Los dolores que experimentamos durante la vida solo tienen sentido cuando comprendemos los aprendizajes que encierran. Somos aprendientes en esta pequeña esfera llamada Tierra.
Imaginemos un laboratorio de colegio, donde estamos aprendiendo sobre reacciones exotérmicas, aquellas que liberan energía. Hay pipetas, calor, diferentes elementos químicos puros y algunos otros combinados ya como catalizadores. Quien nos guía da instrucciones claras sobre cómo hacer el ejercicio. Sin embargo, la curiosidad nos lleva a ensayar otras opciones o descuidadamente calculamos mal las cantidades a mezclar durante la práctica. Los errores hacen parte fundamental del aprendizaje: sin ellos no podríamos evolucionar. Así pues, en el experimento podemos obtener reacciones seguras y otras que generen grandes explosiones, de las cuales podemos salir muy lastimados o heridos levemente, según sea la magnitud del evento. Aciertos y errores, pues de eso se trata el proceso pedagógico.
Eso mismo nos ocurre en la cotidianidad. Cada quien está inmerso en sus propios aprendizajes vitales, para lo cual se encuentra –o desencuentra- con otras personas, en relaciones que van de seguras a explosivas, desde confiables hasta incluso aquellas que conllevan la muerte. Cada quien vive lo que le corresponde, lo cual es muy difícil de comprender si vivimos desde el juicio. No se trata de justificar que una persona le haga daño a otra, pues eso no viene en las instrucciones del laboratorio de la vida: estamos llamados al amor. Tampoco es dado evadir la responsabilidad del daño ni la reparación a que haya lugar.
Los hechos dolorosos nos permiten aprender, si queremos. ¿Aprender qué? El menú de posibilidades es tan grande como el número de seres humanos. Si estamos dormidos o somnolientos, aunque tengamos los ojos abiertos para condenar los errores del otro, no aprenderemos. Si estamos en el proceso de despertar, que no es sencillo y cuesta, lograremos identificar en qué contribuye ese dolor para nuestra existencia, en el sentido amplio de la palabra, y así aprender a perdonar, poner límites, no juzgar, soltar, desapegarnos, valorar la propia vida y la del otro, cuidarnos y cuidar…

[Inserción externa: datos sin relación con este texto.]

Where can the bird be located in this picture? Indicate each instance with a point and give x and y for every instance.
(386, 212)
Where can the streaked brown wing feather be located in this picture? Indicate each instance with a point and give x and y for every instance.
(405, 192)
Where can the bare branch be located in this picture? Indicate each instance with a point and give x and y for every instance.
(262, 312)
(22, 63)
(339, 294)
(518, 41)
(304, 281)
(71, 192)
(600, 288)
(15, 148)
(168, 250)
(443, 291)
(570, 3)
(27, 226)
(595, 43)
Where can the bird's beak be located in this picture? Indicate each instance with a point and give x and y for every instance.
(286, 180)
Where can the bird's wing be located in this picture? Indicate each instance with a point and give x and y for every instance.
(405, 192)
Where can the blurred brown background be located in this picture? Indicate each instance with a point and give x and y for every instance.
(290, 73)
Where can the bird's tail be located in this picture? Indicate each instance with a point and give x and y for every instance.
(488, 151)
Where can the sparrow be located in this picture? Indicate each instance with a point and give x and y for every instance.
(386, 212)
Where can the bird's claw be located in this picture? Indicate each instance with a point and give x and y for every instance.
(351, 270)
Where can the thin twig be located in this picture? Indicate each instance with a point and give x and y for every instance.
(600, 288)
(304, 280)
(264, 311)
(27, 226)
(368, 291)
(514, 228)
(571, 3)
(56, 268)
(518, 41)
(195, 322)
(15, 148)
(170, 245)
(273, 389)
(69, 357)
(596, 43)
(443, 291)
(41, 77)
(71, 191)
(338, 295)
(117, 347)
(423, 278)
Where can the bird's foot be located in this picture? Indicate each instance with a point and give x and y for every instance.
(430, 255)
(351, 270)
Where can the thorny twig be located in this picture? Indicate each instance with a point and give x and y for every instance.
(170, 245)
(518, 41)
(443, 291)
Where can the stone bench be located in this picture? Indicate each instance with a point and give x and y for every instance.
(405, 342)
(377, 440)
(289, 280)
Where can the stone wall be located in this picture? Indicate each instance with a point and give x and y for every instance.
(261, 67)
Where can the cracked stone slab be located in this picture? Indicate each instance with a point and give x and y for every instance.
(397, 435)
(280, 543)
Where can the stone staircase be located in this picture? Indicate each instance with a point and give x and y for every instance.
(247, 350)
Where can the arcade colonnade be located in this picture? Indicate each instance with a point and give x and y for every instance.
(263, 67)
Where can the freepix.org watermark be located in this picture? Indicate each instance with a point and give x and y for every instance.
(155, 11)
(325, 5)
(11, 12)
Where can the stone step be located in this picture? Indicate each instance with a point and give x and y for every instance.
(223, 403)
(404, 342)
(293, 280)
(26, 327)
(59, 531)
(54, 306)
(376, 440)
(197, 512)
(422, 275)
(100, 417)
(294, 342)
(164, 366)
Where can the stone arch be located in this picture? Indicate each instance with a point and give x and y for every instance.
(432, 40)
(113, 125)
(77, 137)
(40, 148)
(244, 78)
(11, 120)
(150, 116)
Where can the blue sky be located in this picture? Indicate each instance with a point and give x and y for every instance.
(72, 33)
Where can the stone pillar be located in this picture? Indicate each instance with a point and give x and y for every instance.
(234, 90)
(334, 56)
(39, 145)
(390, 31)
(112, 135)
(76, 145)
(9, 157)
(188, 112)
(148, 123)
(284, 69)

Mientras no despertemos, convertiremos el dolor en un sufrimiento que será un lastre para el resto de la vida. Son muy pesadas de llevar las cargas del resentimiento, el odio o la venganza, pues nos alejan de esa instrucción dada antes de llevar a cabo el experimento de la vida: amar. Aunque amemos con condiciones, vamos en el camino: te amo si cumples mis deseos, si haces lo que digo, si… El logro máximo del experimento de la vida sería llegar a amar incondicionalmente, sin restricciones de ninguna naturaleza. Ese amor no generaría explosiones de ningún tipo. Nos falta un largo trecho en el camino de la consciencia para lograrlo. Podemos.